We may not be "in charge" of our children, but we do use our superior experience to control their environment. When they are very young we do this by covering electrical outlets, closing doors, removing hazardous objects, and generally providing spaces in which they can freely explore and begin to educate themselves about the world. We do this by being with them, talking with them, making
statements of fact about the world: "That is red," "The pillow is soft," "The table is hard." As they start to push those boundaries, rather than scold them for their curiosity, we find ways to expand those boundaries, always striving to set the inner circle in such a way that when they attempt the experiment of stepping beyond it (and they will
always attempt to step beyond it, no matter what their age) they will still not be killed or permanently maimed. This is what being child-directed is all about: creating a physical and intellectual space in which children "tell you" when they are ready to expand their experiences; not commanding them, not drilling them, not testing them, but simply narrating, filling their world with facts. "If you fall off that, it will probably hurt," "She's crying because you hit her," "We have to go to the store now to buy food for dinner." Our job, then, is not to "tell" children or "instruct" children, but rather to keep them safe and informed as they explore their world through play, learning as they go everything they need to know, including
values and morals.
When we're out in the world, at first we carry them over broken glass, we hold their hands as we cross the street, we pull them away from threatening strangers, because they simply do not have the experience to recognize these manifest dangers. If they are not yet capable of understanding that glass will cut them, that cars will kill them, that the man shouting obscenities at a tree trunk is possibly dangerously unstable, they are also not capable of understanding your commands about them. It is our protecting them from these hazards that are the boundaries we set for them. However, as soon as our children begin to ask questions, to show an interest in the sparkly broken glass, the
vroom-vroom of traffic, or the sad spectacle of a mentally ill man living on the streets, that's when they are ready to begin to understand: then we begin to teach, not through obedience, but by again narrating a world of facts and helping them safely explore their world, within the new boundaries we have created.

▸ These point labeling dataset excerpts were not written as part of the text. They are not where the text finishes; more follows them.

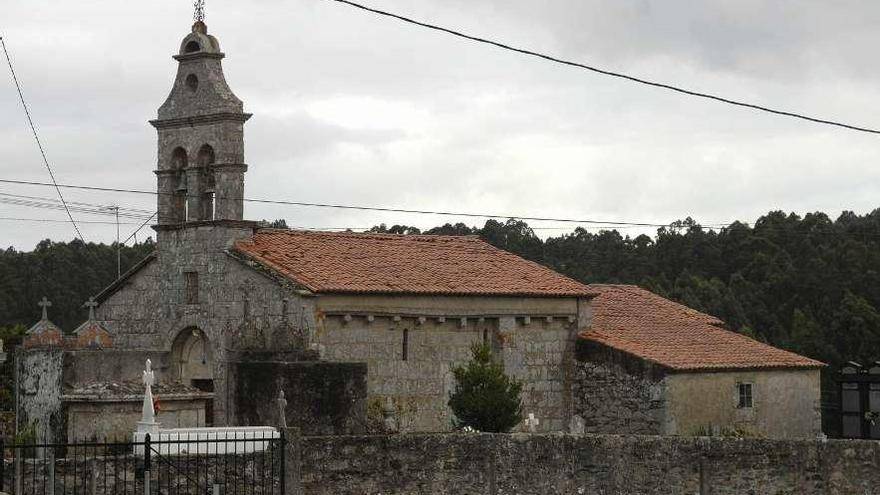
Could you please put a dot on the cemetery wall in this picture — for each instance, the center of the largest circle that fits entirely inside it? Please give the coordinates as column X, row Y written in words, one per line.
column 594, row 464
column 322, row 398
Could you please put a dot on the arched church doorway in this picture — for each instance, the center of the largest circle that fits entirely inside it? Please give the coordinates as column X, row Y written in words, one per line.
column 192, row 363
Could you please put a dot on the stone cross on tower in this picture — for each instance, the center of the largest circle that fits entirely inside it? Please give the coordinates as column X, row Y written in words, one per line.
column 91, row 304
column 199, row 13
column 45, row 303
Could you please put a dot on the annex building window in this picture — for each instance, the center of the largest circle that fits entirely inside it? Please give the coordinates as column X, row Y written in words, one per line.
column 191, row 288
column 745, row 398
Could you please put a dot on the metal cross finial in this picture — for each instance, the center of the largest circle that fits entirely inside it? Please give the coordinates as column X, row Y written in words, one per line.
column 199, row 14
column 91, row 304
column 45, row 303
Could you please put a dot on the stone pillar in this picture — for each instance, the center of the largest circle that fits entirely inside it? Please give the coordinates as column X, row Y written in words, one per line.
column 229, row 186
column 166, row 185
column 193, row 194
column 292, row 461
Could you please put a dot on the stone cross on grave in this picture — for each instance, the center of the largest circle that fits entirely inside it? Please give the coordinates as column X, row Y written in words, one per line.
column 148, row 424
column 532, row 422
column 282, row 406
column 45, row 304
column 91, row 304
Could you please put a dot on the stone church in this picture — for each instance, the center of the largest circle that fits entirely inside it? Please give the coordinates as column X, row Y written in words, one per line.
column 353, row 327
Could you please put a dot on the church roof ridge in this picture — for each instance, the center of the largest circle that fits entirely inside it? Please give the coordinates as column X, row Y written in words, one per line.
column 641, row 323
column 378, row 263
column 377, row 235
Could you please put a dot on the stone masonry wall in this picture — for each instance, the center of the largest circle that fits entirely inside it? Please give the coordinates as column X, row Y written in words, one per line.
column 237, row 308
column 524, row 464
column 617, row 394
column 535, row 351
column 40, row 373
column 612, row 401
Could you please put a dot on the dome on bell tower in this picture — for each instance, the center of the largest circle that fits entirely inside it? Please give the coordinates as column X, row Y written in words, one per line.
column 201, row 138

Some still insist, however, for their own good, exactly because young children are incapable of understanding, we must "train" them to obey our parental commands, to react without question to our words: "Stop!" "Come here!" "Sit there!" much in the way one trains a dog. (I'm sorry that this metaphor offends people, but I stand by its aptness.) If we were preparing our charges for a Hobbesian world, then perhaps they would have a point. If we are preparing children to take jobs in the military or a factory floor or any other institution organized as a pyramid with all the power concentrated at the top, then perhaps we would be doing them a favor.
This, however, is emphatically not the world for which I'm preparing children. The habits of blind obedience, of trained reactions to the commands of others, flies in the face of our democratic experiment: they are a danger both to the child and ultimately to the rest of us who count on our fellow citizens to be equal and free. Obedience is not a democratic value.
In the coming days, I intend to discuss our relationship to rules, rewards and punishments, authority, civil disobedience, natural consequences, mistakes and failures, and leadership, among, I'm sure, other topics, in the context of a democratic education.